Atherosclerotic renal artery stenosis is a degenerative disease that can lead to stenosis worsening and, eventually, renal failure. Previous research indicated that the 3-year cumulative incidence of disease progression was 18%, 28%, and 49% for renal arteries categorized as normal, 60% stenosis, and >60% stenosis, respectively. High blood pressure (systolic >160 mm hg), diabetes, and high-grade stenosis (>60 percent blockage) have all been linked to a faster rate of development. Untreated renovascular hypertension can also result in end-stage renal failure, with a median survival time of 25 months and a death rate of 35% after 4 years.

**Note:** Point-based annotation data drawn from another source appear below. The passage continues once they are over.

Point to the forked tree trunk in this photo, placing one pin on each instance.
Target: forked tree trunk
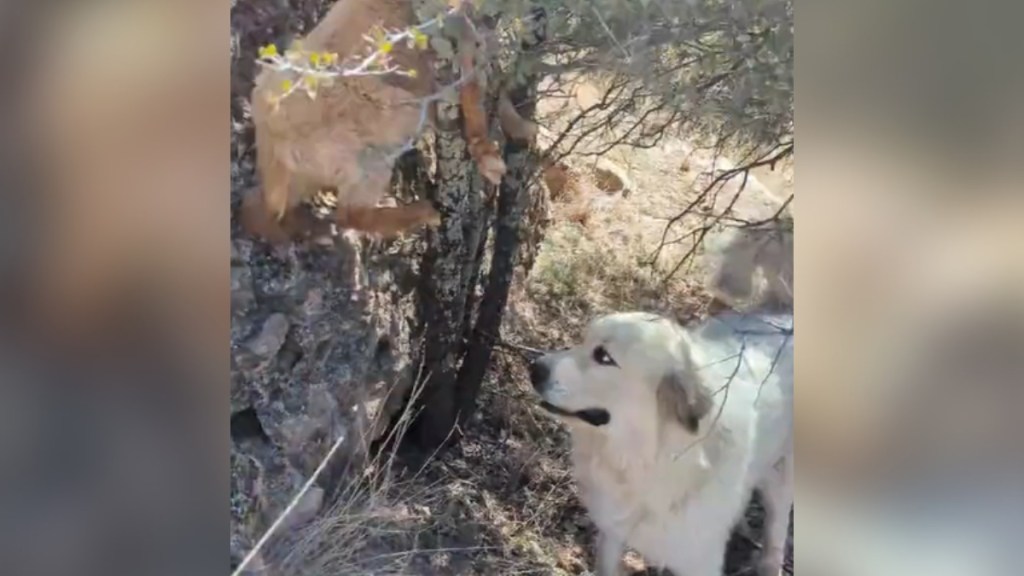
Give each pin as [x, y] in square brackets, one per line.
[442, 285]
[456, 353]
[512, 203]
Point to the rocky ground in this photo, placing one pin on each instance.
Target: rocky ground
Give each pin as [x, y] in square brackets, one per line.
[320, 336]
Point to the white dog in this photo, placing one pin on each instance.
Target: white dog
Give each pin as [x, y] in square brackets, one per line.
[674, 427]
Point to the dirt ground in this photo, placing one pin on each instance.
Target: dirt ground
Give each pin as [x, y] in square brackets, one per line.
[503, 501]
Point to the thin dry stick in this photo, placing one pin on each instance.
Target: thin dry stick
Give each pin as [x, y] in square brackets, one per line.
[291, 505]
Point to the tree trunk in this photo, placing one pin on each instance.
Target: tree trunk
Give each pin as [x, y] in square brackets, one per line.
[452, 269]
[442, 286]
[512, 202]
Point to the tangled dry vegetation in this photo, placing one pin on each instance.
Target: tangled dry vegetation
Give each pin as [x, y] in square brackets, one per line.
[503, 500]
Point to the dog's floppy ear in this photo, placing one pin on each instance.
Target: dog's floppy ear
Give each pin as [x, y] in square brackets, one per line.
[683, 397]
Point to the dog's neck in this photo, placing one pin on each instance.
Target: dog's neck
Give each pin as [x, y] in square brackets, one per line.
[653, 448]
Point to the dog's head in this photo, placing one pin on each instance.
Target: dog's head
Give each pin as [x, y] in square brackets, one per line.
[631, 368]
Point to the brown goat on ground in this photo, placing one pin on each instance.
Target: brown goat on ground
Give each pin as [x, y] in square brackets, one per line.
[345, 138]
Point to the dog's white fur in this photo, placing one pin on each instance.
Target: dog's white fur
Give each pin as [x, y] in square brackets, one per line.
[647, 478]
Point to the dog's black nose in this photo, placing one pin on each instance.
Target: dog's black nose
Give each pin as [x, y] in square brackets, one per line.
[539, 374]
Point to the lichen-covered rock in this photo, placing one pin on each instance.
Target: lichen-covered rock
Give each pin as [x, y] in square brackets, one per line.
[318, 339]
[320, 336]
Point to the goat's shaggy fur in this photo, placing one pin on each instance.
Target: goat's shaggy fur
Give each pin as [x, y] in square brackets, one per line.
[346, 138]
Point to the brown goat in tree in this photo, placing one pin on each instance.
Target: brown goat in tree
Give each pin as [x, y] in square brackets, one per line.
[346, 138]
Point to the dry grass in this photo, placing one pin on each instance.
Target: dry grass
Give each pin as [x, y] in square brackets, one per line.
[503, 501]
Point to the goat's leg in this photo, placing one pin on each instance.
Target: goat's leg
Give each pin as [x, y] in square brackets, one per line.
[388, 221]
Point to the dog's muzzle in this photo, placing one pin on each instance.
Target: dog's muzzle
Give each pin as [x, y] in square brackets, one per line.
[540, 375]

The primary goal of renovascular hypertension treatment should be to address the underlying cause. Renovascular hypertension caused by atherosclerotic renal artery stenosis should be treated medically first and foremost, as several trials have failed to demonstrate renal or cardiovascular advantages with invasive treatment.

Complications

Renovascular hypertension complications are usually caused by uncontrolled blood pressure and include:

1. Renal failure
2. Myocardial infarction
3. Stroke
4. Pulmonary edema
5. Retinopathy
6. Left ventricular hypertrophy
7. Congestive heart failure
8. Aneurysm
9. Vascular dementia

Conclusion 

Renovascular hypertension occurs when blood flow to the kidneys is impaired, resulting in elevated blood pressure via a hormonal reaction of the afflicted kidney. This is a dangerous disorder that can result in heart attacks, strokes, and even death. Patients who have high blood pressure while using several blood pressure drugs should consult their doctor about the likelihood of renovascular hypertension. In patients with resistant hypertension, the clinical practitioner should also have a high index of suspicion and explore suitable diagnostic methods.